CSA06 Use Cases
Description of CSA06
We will start with use cases for CSA06. The description on the CERN CSA06 wiki
is given in terms of dataflow, and a diagram of that dataflow is as follows. There is more information about CSA06 in Stefano Belforte's talk from CPT Week
. (Look for Computing View of CSA06.)
AOD will be analyzed at Tier 2. Plus, there is a skim from AOD to Tier 2 analysis. There is also an application performing skims, so it should be a yellow block.
We expect reconstruction to produce FEVT and AOD datasets directly. The CERN wiki describes a calibration step, which might seem like it would occur at Tier 0, but the CPT Week presentation makes it more clear that CSA06 involves recalibration at Tier 1 of about five percent of the incoming FEVT. Because the AOD produced by re-reconstruction at Tier 1 must be distributed to all Tier 1 facilities, there is a step in the diagram representing the work of Phedex to transfer AOD. File transfer is also implied where arrows cross from one compute tier to the next.

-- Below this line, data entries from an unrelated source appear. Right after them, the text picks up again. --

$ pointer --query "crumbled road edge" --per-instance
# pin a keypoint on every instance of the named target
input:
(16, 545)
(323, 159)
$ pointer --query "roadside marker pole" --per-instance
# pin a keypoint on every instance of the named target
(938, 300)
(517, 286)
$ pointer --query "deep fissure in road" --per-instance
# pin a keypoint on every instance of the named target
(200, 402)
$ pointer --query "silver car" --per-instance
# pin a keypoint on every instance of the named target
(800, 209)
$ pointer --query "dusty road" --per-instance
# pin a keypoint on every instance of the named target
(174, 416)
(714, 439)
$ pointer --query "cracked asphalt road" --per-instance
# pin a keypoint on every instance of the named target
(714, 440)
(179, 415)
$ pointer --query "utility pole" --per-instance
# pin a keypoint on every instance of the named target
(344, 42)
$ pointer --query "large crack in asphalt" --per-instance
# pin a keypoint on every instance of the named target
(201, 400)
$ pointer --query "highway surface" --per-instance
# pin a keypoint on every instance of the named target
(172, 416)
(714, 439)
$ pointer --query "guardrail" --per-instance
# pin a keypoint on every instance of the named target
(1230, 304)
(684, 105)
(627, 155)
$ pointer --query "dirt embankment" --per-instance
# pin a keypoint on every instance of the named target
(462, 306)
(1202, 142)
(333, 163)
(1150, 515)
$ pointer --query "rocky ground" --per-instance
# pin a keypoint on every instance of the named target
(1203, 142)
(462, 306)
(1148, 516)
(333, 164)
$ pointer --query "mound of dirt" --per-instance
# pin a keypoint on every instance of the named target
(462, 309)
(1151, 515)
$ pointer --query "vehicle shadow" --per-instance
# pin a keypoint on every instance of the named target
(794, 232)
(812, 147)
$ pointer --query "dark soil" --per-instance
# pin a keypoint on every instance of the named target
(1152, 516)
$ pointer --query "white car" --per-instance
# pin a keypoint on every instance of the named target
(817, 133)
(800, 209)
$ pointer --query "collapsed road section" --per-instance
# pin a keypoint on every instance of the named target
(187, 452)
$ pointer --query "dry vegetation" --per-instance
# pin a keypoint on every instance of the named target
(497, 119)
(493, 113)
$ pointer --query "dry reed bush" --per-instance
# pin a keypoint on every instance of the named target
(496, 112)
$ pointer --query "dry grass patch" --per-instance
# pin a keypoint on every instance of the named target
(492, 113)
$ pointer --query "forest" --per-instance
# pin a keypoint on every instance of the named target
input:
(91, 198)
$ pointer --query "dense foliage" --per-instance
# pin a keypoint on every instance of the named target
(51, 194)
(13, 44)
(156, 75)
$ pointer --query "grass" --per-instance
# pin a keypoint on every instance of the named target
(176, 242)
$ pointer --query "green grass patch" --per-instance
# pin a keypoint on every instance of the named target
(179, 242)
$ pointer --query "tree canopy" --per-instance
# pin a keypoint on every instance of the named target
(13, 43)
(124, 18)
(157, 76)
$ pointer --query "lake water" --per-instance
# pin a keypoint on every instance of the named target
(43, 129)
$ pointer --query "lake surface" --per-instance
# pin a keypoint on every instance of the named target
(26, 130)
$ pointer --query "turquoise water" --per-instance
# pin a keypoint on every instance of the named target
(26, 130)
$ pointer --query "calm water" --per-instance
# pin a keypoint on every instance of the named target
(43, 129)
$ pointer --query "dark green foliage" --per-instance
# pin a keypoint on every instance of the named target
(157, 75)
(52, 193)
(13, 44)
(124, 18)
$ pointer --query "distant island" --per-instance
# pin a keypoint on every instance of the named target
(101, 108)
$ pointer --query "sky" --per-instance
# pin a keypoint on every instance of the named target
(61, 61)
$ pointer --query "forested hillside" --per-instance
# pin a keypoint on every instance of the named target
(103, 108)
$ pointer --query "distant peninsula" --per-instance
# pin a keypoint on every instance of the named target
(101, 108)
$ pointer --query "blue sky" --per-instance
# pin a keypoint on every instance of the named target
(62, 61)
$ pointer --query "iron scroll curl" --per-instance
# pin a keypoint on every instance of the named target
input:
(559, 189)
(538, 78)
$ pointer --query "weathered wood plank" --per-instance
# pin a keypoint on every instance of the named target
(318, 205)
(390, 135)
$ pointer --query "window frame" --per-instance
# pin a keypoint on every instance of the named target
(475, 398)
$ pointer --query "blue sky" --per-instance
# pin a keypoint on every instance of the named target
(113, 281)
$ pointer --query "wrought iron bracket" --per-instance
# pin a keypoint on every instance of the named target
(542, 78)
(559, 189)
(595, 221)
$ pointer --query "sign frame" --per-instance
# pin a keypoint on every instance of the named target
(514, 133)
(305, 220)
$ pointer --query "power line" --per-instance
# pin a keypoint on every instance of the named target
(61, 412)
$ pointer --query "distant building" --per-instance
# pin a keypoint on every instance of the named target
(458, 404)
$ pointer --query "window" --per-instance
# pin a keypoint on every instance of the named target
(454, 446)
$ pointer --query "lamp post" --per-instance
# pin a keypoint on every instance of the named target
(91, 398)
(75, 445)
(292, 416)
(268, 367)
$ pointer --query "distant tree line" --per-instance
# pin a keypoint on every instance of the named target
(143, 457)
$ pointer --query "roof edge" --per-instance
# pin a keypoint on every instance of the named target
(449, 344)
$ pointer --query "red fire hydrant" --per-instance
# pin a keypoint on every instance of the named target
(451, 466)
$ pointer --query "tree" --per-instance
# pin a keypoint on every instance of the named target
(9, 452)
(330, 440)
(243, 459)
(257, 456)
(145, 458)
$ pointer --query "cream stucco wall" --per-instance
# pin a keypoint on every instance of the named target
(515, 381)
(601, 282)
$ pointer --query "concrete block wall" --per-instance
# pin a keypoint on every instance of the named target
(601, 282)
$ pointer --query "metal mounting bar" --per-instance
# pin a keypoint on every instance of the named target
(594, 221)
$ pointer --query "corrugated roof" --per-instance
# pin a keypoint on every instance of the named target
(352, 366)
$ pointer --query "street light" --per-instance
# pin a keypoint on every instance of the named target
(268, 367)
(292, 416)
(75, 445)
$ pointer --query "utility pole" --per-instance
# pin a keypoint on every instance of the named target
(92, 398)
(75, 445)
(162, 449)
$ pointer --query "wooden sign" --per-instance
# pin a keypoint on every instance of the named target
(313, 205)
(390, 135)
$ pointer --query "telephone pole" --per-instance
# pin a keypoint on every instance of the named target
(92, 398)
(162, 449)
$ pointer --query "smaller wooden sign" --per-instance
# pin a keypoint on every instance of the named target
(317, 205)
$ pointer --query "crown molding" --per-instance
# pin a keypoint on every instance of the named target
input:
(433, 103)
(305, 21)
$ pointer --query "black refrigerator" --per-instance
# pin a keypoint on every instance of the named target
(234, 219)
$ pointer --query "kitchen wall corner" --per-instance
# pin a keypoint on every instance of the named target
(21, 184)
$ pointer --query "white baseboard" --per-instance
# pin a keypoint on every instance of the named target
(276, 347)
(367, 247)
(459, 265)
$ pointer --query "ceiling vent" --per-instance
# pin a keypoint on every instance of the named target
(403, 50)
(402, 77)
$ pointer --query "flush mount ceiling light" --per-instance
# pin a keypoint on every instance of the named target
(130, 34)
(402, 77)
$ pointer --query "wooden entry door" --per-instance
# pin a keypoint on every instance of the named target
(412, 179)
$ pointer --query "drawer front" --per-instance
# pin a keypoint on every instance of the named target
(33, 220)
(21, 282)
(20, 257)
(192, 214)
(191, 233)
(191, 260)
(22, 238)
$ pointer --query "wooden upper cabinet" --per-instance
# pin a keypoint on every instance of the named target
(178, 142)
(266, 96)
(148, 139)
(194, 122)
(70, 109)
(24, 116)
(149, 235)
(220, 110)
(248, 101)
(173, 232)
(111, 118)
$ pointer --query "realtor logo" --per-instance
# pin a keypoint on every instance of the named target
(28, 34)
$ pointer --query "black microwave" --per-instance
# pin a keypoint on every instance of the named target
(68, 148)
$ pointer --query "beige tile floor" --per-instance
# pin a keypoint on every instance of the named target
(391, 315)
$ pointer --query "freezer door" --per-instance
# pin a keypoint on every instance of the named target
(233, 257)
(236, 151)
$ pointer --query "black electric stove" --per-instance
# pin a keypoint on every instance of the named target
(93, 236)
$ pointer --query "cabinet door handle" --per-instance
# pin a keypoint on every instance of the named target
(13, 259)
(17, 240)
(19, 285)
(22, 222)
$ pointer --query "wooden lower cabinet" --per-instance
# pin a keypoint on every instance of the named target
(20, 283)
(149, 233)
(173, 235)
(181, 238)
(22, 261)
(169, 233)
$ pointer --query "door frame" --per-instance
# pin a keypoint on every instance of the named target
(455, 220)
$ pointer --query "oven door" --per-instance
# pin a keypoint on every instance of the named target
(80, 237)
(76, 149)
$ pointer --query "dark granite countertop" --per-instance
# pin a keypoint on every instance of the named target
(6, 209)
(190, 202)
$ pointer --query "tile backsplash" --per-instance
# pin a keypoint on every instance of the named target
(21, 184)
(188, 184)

The data flow diagram is implicitly in the passive voice because it does not specify which actors initiate transformations. If, instead, we ask who are the actors and goals, the Tier 1 analysis branch of that dataflow might look as follows.
Note that the goals in CSA06 do not depend on provenance information. In order for Prodagent to identify its input data, it need know only that the data is from the RAW tier. In order for the Physicist to identify input data, he need know only that there is new data at Tier 1. Because there are few types of files to distinguish and no questions about the kind of processing done by Physicists, there are no queries of provenance information.
We make an actor-goal list to use as a directory of relevant use cases. In formal use cases following, those that are well understood and less interesting will be omitted.
For a discussion of terms, see the glossary
. The actors are also identified in another topic
| Production Manager
|| Create Simulated HLT RAW Data
|| The simulated HLT data is generic Monte Carlo. The Production Manager creates this by submitting a job to Prodagent.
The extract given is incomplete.